Saturday, July 7, 2012

Paratormônio para tratar a acondroplasia? Parte 1


FGFR3 no crescimento ósseo

O crescimento ósseo é o resultado da interação de um grande número de proteínas e moléculas semelhantes que ou trabalham acelerando ou reduzindo a velocidade do crescimento (Mackie EJ et al. 2011). Na acondroplasia, existe apenas um problema: um dos principais redutores de velocidade, a proteína chamada de receptor do fator de crescimento de fibroblastos tipo 3 (FGFR3), está hiperativa e, por isso, compromete o crescimento ósseo global, levando aos aspectos clínicos desta condrodisplasia (condro = cartilagem; displasia =  má formação, ou má formação da cartilagem). O FGFR3 fica hiperativo devido a uma troca simples de aminoácidos em sua estrutura molecular, causada por uma troca correspondente de um único nucleotídeo no gene FGFR3 (revisto aqui).

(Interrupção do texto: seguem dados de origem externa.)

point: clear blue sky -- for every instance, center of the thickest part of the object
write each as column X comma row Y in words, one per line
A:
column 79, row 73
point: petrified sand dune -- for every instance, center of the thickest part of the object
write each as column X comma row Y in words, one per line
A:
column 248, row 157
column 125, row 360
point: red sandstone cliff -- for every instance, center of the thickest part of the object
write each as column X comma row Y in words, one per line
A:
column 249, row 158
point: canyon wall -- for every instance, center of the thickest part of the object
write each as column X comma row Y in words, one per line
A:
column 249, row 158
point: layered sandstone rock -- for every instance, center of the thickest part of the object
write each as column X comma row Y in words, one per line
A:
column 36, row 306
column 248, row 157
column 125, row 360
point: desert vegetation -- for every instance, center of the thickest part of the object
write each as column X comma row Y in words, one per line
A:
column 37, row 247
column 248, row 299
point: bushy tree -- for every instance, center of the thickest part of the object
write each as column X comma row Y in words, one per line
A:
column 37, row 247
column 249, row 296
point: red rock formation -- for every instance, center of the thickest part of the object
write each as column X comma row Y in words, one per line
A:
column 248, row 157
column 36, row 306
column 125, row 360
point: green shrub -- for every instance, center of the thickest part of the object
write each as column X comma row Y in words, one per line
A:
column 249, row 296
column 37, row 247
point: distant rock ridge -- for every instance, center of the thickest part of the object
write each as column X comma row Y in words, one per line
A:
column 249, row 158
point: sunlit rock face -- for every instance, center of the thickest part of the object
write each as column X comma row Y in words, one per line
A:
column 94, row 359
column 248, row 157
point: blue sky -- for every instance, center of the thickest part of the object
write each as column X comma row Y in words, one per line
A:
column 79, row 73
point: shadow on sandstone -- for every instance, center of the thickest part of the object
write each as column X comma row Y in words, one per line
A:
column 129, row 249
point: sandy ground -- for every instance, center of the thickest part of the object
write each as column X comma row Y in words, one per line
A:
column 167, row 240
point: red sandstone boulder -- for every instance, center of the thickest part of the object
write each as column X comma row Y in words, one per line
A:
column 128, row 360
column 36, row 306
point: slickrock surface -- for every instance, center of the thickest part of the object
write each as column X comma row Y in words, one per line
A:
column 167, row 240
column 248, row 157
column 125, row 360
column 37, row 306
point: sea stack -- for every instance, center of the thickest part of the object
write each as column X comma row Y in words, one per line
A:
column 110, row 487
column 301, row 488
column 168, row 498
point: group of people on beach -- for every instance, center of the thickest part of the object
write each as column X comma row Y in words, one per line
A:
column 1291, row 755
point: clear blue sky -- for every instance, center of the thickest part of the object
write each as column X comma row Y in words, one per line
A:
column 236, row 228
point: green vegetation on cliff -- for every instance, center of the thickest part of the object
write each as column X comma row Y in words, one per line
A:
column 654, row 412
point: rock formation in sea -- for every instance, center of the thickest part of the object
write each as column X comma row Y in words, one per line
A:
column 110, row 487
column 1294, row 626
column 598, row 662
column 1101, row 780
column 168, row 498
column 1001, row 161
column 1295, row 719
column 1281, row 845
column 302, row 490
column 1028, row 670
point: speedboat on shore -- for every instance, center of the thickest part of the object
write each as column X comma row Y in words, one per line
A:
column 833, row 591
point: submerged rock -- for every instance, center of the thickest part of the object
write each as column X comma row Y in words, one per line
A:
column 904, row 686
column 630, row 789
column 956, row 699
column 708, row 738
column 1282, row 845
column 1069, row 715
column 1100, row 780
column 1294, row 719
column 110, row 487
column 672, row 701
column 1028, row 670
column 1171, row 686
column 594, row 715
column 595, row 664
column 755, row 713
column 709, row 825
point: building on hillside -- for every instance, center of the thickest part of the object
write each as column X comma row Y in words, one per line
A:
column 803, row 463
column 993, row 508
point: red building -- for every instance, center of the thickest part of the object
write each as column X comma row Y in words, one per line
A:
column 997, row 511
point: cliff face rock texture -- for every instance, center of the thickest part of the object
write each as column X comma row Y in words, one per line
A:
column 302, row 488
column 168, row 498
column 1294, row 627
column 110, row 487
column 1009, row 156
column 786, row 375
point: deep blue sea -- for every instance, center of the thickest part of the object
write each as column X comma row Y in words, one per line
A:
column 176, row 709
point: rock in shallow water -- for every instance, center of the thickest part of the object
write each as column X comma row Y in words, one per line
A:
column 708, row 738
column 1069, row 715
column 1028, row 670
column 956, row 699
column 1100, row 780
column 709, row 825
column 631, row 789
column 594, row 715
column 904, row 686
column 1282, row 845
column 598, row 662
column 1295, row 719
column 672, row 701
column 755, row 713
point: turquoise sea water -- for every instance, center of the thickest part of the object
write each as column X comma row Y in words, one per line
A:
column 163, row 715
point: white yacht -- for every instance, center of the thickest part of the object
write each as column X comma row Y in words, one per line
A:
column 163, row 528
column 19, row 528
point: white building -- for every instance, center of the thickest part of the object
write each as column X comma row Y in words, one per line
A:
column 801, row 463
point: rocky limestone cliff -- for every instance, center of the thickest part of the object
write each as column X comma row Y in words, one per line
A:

O FGFR3 foi identificado como o agente causador da acondroplasia em 1994 (siga este link para um dos primeiros trabalhos sobre o assunto). Desde então, muito se aprendeu sobre como ele exerce seus efeitos na cartilagem da placa de crescimento (Foldynova-Trantirkova S et al., 2012). Em outras palavras, a cascata química regulada por FGFR3 (revisto aqui) já é razoavelmente conhecida. Em resumo, o FGFR3 funciona de duas maneiras:

1. Reduzindo a proliferação dos condrócitos, as células no interior da cartilagem da placa de crescimento responsáveis pela construção do molde de cartilagem que será substituído por tecido ósseo;
2. Interferindo com a transição dos condrócitos para o estado de hipertrofia (maturação).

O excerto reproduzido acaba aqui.